En 2014, pendant la période des fêtes, Paddington avait étonné tout le monde en faisant des histoires pour enfants écrites par Michael Bond entre 1958 et 2018 un divertissement familial mêlant poésie visuelle, technologies de pointe et charme oh so British. Trois ans plus tard, nouvelle surprise, Paddington 2 faisait encore mieux que de reproduire l’exploit, devenant même l’une des suites les plus plébiscitées par la critique de l’histoire du 7e art.
Scénario & Thématique(s)
Ce succès tient bien sûr d’abord à la tendresse infinie qu’inspire le personnage-titre depuis plusieurs générations, principalement au Royaume-Uni. L’ourson en duffel coat amateur de sandwichs à la marmelade a été imaginé par son créateur après avoir aperçu (puis acheté) un ours en peluche «à l’air triste» sur une étagère dans un magasin londonien en 1956, soit une petite décennie après la fin de la Seconde Guerre mondiale. Pendant le conflit, Michael Bond avait été marqué par la vue de nombreux enfants juifs, arrivés en Grande-Bretagne et évacués à la campagne, qui portaient des étiquettes autour du cou avec leur nom et leur adresse. Pas étonnant donc si l’auteur a ensuite décidé de faire de son héros un jeune réfugié.

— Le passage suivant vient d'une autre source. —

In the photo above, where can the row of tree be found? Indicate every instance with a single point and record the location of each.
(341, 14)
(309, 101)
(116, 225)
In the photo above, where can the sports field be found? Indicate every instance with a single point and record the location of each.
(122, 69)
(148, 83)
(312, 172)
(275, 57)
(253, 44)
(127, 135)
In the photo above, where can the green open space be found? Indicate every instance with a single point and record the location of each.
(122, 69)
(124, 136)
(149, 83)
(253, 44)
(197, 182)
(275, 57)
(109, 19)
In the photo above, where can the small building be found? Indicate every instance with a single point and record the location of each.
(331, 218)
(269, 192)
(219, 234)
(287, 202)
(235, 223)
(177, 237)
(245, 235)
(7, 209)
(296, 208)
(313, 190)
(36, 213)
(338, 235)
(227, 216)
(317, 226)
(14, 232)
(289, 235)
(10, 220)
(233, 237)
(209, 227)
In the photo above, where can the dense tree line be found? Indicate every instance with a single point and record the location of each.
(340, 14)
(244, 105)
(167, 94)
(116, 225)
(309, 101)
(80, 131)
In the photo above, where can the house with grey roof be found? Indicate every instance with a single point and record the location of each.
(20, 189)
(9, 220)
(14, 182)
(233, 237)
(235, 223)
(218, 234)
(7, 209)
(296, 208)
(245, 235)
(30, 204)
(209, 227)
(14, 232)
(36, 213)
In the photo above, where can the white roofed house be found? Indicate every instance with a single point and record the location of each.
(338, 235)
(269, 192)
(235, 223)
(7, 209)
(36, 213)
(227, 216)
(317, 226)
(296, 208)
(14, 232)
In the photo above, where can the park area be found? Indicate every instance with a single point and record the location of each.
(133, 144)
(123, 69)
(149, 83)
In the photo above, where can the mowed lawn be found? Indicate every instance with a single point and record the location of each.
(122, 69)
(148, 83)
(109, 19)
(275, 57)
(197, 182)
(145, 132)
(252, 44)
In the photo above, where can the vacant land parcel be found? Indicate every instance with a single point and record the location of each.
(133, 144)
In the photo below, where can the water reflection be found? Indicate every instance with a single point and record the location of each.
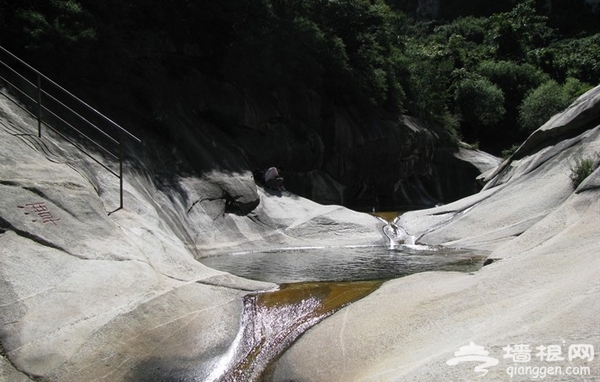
(344, 263)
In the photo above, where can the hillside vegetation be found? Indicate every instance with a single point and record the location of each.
(487, 80)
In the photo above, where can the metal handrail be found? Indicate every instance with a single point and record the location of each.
(68, 112)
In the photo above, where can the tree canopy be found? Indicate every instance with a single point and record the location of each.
(483, 78)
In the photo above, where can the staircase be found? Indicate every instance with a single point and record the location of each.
(57, 109)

Dans un contexte politique pré- et post-Brexit pour les deux premiers opus, le réalisateur et scénariste Paul King s’était emparé du sujet afin de délivrer une vision poétiquement naïve (mais délicieusement nécessaire) de l’immigration et de l’adoption. Les deux films nous apprenaient avec humour et douceur la vertu de la politesse et de la gentillesse. Ils exploraient comment l’exotisme de l’«autre» pouvait influencer positivement toute la société (depuis la maison des Brown jusqu’à une prison) et nous conduire à devenir de meilleures versions de nous-mêmes.

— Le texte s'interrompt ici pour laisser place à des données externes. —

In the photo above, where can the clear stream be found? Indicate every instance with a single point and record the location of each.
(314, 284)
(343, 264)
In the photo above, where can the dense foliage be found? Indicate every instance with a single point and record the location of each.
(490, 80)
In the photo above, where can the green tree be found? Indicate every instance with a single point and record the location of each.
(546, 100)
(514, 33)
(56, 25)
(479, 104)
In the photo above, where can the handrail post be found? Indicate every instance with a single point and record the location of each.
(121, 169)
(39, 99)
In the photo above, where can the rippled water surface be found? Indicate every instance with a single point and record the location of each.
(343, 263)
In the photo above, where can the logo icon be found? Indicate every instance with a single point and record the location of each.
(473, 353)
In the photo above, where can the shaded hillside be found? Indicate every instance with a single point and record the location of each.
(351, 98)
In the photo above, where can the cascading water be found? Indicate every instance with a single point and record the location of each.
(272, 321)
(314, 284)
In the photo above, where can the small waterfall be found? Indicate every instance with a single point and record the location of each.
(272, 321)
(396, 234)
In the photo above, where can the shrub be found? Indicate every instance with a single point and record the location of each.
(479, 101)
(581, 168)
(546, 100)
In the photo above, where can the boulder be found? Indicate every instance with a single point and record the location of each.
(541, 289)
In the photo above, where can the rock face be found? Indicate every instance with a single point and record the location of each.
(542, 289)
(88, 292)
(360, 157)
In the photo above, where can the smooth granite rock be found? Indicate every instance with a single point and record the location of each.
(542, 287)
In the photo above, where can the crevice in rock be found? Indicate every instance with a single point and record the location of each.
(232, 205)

Paddington in Peru complète à présent la trilogie avec quelques changements dans l’équipe. Mark Burton, Jon Foster et James Lamont prennent le relais pour le scénario (à partir d’une histoire de Paul King) tandis que Dougal Wilson reprend les rênes de la réalisation, faisant ses débuts en tant que réalisateur de long-métrage. Sally Hawkins cède également le rôle de Mrs. Brown à Emily Mortimer. Dans ce troisième film, Paddington (Ben Wishaw) rend visite à sa Tante Lucy (Imelda Staunton) qui vit dans une maison de retraite pour ours au Pérou. Celle-ci est dirigée par une Mère Supérieure (Olivia Colman) qui ne cesse de répéter à quel point il n’y a rien de suspicieux à signaler, et ce malgré la disparition de Tante Lucy. Paddington et la famille Brown partent à sa recherche dans la jungle, traversant l’Amazonie en bateau avec l’aide de Hunter Cabot (Antonio Banderas) et sa fille Gina (Carla Tous) et se retrouvent, sans le savoir, au milieu d’une redoutable chasse au trésor.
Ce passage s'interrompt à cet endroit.